Envoy’s cluster manager manages all configured upstream clusters. Just as the Envoy configuration can contain any number of listeners, the configuration can also contain any number of independently configured upstream clusters.

Upstream clusters and hosts are abstracted from the network/HTTP filter stack given that upstream clusters and hosts may be used for any number of different proxy tasks. The cluster manager exposes APIs to the filter stack that allow filters to obtain a L3/L4 connection to an upstream cluster, or a handle to an abstract HTTP connection pool to an upstream cluster (whether the upstream host supports HTTP/1.1 or HTTP/2 is hidden). A filter stage determines whether it needs an L3/L4 connection or a new HTTP stream and the cluster manager handles all of the complexity of knowing which hosts are available and healthy, load balancing, thread local storage of upstream connection data (since most Envoy code is written to be single threaded), upstream connection type (TCP/IP, UDS), upstream protocol where applicable (HTTP/1.1, HTTP/2), etc.

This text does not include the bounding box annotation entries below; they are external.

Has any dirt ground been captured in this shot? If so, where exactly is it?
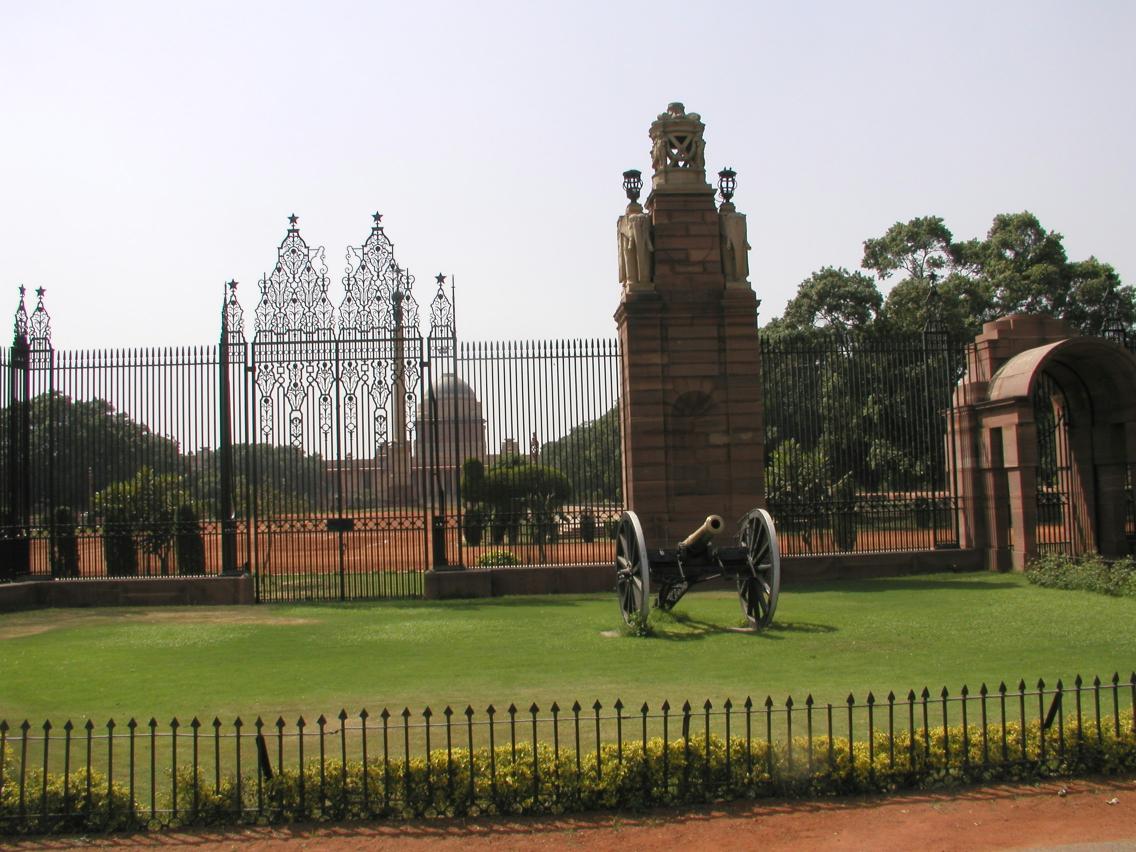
[12,778,1136,852]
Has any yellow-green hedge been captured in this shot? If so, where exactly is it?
[0,718,1136,834]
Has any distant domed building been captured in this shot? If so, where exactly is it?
[414,373,485,506]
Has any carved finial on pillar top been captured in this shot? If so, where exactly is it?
[650,101,709,192]
[718,166,751,287]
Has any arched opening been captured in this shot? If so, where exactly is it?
[1033,371,1096,556]
[952,316,1136,570]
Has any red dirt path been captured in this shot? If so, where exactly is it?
[6,779,1136,852]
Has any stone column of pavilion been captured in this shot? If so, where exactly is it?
[616,103,765,546]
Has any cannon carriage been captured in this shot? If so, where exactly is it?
[616,509,780,629]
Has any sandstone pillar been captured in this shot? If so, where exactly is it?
[616,103,765,546]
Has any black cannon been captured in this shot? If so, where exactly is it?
[616,509,780,629]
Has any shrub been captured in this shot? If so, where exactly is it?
[461,507,485,548]
[913,496,932,529]
[833,474,859,551]
[174,503,206,575]
[102,509,139,577]
[51,506,78,577]
[477,550,518,568]
[1026,553,1136,598]
[0,705,1136,835]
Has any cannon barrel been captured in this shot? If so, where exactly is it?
[678,515,722,557]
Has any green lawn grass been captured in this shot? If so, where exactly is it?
[0,574,1136,725]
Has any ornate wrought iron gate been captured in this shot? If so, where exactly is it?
[243,214,453,600]
[1034,373,1095,556]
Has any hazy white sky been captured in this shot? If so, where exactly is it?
[0,0,1136,348]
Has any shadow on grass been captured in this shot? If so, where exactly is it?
[782,577,1024,594]
[646,610,837,642]
[288,591,599,612]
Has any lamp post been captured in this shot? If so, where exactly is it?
[718,166,737,204]
[624,168,643,204]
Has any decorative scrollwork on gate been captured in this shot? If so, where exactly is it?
[256,214,334,340]
[12,285,27,341]
[340,212,418,340]
[429,273,457,356]
[220,281,244,346]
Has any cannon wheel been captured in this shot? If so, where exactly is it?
[616,511,651,624]
[737,509,780,629]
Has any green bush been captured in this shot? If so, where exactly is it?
[0,712,1136,834]
[51,506,78,577]
[833,473,859,551]
[477,550,519,568]
[102,509,139,577]
[174,503,206,576]
[461,508,485,548]
[1026,553,1136,598]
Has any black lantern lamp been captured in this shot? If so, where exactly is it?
[718,166,737,203]
[1101,309,1128,346]
[624,168,643,204]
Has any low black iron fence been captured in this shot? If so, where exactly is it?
[761,332,967,556]
[0,673,1136,834]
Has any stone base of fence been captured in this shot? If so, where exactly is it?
[423,550,985,601]
[782,550,986,585]
[423,562,616,600]
[0,574,253,612]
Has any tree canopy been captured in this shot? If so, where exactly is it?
[765,211,1136,337]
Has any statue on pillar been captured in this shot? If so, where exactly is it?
[718,201,752,283]
[651,102,708,192]
[617,202,654,289]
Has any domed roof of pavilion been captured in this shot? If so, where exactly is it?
[418,373,481,417]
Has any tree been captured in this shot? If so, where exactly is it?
[783,266,884,337]
[541,403,623,504]
[0,391,182,512]
[482,457,573,562]
[1066,257,1136,335]
[766,437,829,551]
[94,467,189,577]
[861,216,955,281]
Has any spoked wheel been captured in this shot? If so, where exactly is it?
[737,509,780,629]
[616,512,651,624]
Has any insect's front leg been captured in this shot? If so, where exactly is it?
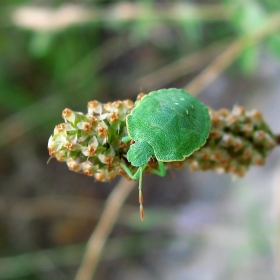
[121,163,147,221]
[122,136,131,143]
[151,161,166,177]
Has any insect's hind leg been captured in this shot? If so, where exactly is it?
[151,161,166,177]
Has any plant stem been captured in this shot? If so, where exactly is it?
[186,12,280,95]
[75,178,136,280]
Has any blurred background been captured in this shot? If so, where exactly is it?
[0,0,280,280]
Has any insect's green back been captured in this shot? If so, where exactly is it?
[127,88,210,164]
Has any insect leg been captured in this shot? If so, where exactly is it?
[138,164,146,221]
[151,161,166,177]
[122,136,131,143]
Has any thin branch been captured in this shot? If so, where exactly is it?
[75,178,135,280]
[75,9,280,280]
[186,13,280,95]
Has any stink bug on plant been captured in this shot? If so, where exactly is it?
[121,88,210,220]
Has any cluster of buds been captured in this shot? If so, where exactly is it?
[48,100,138,182]
[176,106,277,177]
[48,94,276,182]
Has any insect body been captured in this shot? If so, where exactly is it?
[122,88,210,220]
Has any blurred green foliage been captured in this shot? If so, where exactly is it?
[0,0,280,280]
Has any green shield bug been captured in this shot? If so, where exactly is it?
[122,88,210,220]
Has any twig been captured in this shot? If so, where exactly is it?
[186,13,280,95]
[75,10,280,280]
[75,178,135,280]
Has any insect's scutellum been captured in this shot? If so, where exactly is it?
[123,89,210,218]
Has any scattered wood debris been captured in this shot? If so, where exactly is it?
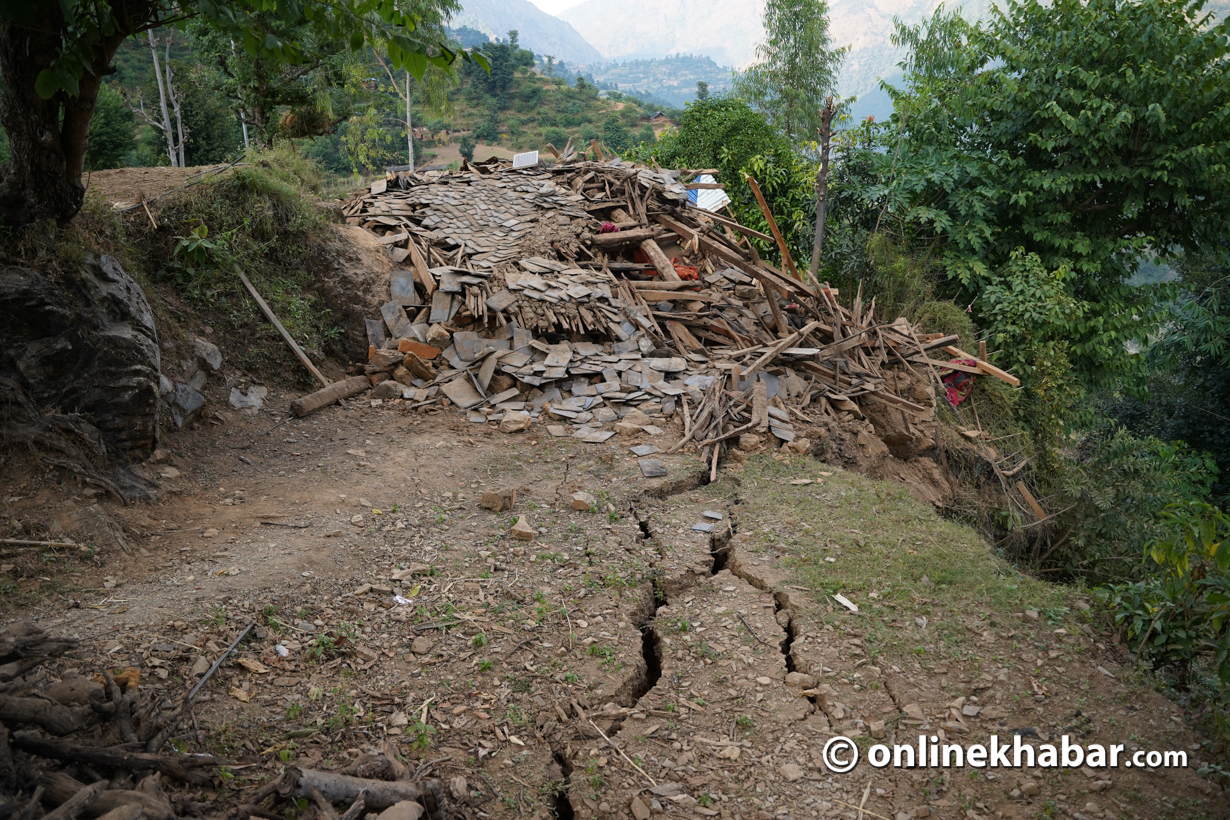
[343,159,1016,473]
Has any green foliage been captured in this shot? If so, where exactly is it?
[20,0,486,100]
[728,0,846,145]
[872,0,1230,384]
[1041,428,1216,583]
[1098,502,1230,690]
[634,97,815,264]
[978,248,1086,459]
[1106,251,1230,497]
[341,106,399,176]
[86,82,137,171]
[179,68,244,166]
[603,113,635,151]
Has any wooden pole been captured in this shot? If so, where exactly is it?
[807,97,836,283]
[235,268,332,387]
[744,173,803,282]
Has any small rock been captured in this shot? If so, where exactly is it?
[786,672,815,688]
[622,409,653,427]
[499,411,530,433]
[781,439,812,456]
[371,379,406,401]
[192,337,223,371]
[478,489,517,513]
[379,800,423,820]
[230,385,269,411]
[512,515,538,541]
[777,763,803,783]
[427,325,453,350]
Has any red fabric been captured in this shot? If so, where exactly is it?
[670,259,700,282]
[940,359,978,407]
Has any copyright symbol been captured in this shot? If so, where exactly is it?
[822,735,859,775]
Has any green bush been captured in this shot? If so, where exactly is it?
[1097,502,1230,690]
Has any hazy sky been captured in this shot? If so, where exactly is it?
[530,0,584,15]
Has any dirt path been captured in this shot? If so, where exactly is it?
[0,397,1230,820]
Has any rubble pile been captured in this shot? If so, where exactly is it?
[343,159,1011,468]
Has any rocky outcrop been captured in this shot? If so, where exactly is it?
[0,256,160,461]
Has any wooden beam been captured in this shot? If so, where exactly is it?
[235,268,332,387]
[743,173,803,282]
[945,344,1021,387]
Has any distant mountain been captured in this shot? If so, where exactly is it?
[558,0,974,95]
[558,0,1230,104]
[593,54,731,108]
[451,0,603,65]
[557,0,764,66]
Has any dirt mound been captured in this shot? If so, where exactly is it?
[86,165,231,210]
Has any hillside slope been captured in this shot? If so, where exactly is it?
[558,0,1230,95]
[453,0,603,64]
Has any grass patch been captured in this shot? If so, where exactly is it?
[124,146,342,386]
[712,456,1070,654]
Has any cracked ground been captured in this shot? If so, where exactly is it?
[5,395,1228,820]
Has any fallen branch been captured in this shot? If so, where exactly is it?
[12,731,226,784]
[278,767,444,820]
[43,781,107,820]
[0,695,84,736]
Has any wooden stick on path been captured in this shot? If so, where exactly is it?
[235,268,332,387]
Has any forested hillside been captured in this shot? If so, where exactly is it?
[0,27,664,177]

Clusters known to the cluster manager can be configured either statically, or fetched dynamically via the cluster discovery service (CDS) API. Dynamic cluster fetches allow more configuration to be stored in a central configuration server and thus requires fewer Envoy restarts and configuration distribution.

Cluster warming

When clusters are initialized both at server boot as well as via CDS, they are “warmed.” This means that clusters do not become available until the following operations have taken place.

  • Initial service discovery load (e.g., DNS resolution, EDS update, etc.).

  • Initial active health check pass if active health checking is configured. Envoy will send a health check request to each discovered host to determine its initial health status.

The previous items ensure that Envoy has an accurate view of a cluster before it begins using it for traffic serving.

When discussing cluster warming, the cluster “becoming available” means:

  • For newly added clusters, the cluster will not appear to exist to the rest of Envoy until it has been warmed. I.e., HTTP routes that reference the cluster will result in either a 404 or 503 (depending on configuration).

  • For updated clusters, the old cluster will continue to exist and serve traffic. When the new cluster has been warmed, it will be atomically swapped with the old cluster such that no traffic interruptions take place.